Metadata-Version: 2.1
Name: Spacy2FoLiA
Version: 0.3.4
Summary: Library that adds FoLiA (format for linguistic annotation) support to spaCy
Home-page: https://proycon.github.io/folia
Author: Maarten van Gompel
Author-email: proycon@anaproy.nl
License: GPL
Keywords: nlp computational_linguistics spacy linguistics toolkit folia
Classifier: Development Status :: 5 - Production/Stable
Classifier: Topic :: Text Processing :: Linguistic
Classifier: Programming Language :: Python :: 3
Classifier: Operating System :: POSIX
Classifier: Intended Audience :: Developers
Classifier: Intended Audience :: Science/Research
Classifier: License :: OSI Approved :: GNU General Public License v3 (GPLv3)
Requires-Dist: folia>=2.0.4
Requires-Dist: spacy>=2.1

Spacy-to-FoliA
===================

.. image:: https://travis-ci.com/proycon/foliapy.svg?branch=master
    :target: https://travis-ci.com/proycon/spacy2folia

.. image:: http://applejack.science.ru.nl/lamabadge.php/spacy2folia
   :target: http://applejack.science.ru.nl/languagemachines/

Convert Spacy output to `FoLiA XML <https://proycon.github.io/folia>`_ Documents. Also supports FoLiA input.

Installation
--------------

``$ pip install spacy2folia``

You also need to install the spacy models you want like:

``python -m spacy download en_core_web_sm``

Usage Example
----------------

Using the command line tool on an input file named ``test.txt``:

``$ spacy2folia --model en_core_web_sm test.txt``

This results in a document ``test.folia.xml`` in the current working directory.

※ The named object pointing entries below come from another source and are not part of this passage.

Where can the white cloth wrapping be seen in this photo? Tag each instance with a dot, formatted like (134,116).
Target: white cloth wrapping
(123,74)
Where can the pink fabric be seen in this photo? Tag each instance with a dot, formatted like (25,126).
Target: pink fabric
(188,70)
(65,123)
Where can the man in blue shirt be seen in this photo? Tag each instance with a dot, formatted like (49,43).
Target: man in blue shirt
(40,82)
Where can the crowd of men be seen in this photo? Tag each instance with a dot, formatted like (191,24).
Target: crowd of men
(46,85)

You can also invoke the command line tool on one or more FoLiA documents as input:

``$ spacy2folia --model en_core_web_sm document.folia.xml``

The output file will be written to the currrent working directory (so it may overwirte the input if it's in the same
directory!)

Usage from Python:

.. code:: python

   import spacy
   from spacy2folia import spacy2folia

   text = "Input text goes here"

   nlp = spacy.load("en_core_web_sm")
   doc = nlp(text)
   foliadoc = spacy2folia.convert(doc, "example", paragraphs=True)
   foliadoc.save("/tmp/output.folia.xml")

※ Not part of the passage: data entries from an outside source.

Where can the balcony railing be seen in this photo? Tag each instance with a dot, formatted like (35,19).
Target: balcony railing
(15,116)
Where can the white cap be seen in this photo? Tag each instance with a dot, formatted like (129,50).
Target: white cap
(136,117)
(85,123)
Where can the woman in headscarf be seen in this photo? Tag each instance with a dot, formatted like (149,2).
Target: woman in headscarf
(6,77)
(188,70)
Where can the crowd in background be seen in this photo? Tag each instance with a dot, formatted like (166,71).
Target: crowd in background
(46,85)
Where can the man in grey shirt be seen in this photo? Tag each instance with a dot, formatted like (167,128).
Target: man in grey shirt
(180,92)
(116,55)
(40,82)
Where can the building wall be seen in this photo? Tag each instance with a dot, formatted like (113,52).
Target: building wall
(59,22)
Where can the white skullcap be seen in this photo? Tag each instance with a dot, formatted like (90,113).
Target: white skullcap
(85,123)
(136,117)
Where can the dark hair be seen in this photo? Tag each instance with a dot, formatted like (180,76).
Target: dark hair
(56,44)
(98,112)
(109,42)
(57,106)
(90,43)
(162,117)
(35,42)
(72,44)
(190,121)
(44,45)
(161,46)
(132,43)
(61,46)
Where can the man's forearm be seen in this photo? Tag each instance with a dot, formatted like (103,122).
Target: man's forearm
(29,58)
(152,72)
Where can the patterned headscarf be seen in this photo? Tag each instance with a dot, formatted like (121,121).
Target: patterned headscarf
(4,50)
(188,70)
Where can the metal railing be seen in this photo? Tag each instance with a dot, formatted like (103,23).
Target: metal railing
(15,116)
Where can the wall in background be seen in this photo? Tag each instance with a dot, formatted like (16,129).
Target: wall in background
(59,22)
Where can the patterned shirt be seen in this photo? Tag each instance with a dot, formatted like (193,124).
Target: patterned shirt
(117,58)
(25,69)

Usage from Python with FoLiA input:

.. code:: python

   import spacy
   import folia.main as folia
   from spacy2folia import spacy2folia

   foliadoc = folia.Document(file="/tmp/input.folia.xml")
   nlp = spacy.load("en_core_web_sm")
   spacy2folia.convert_folia(foliadoc, nlp)
   foliadoc.save("/tmp/output.folia.xml")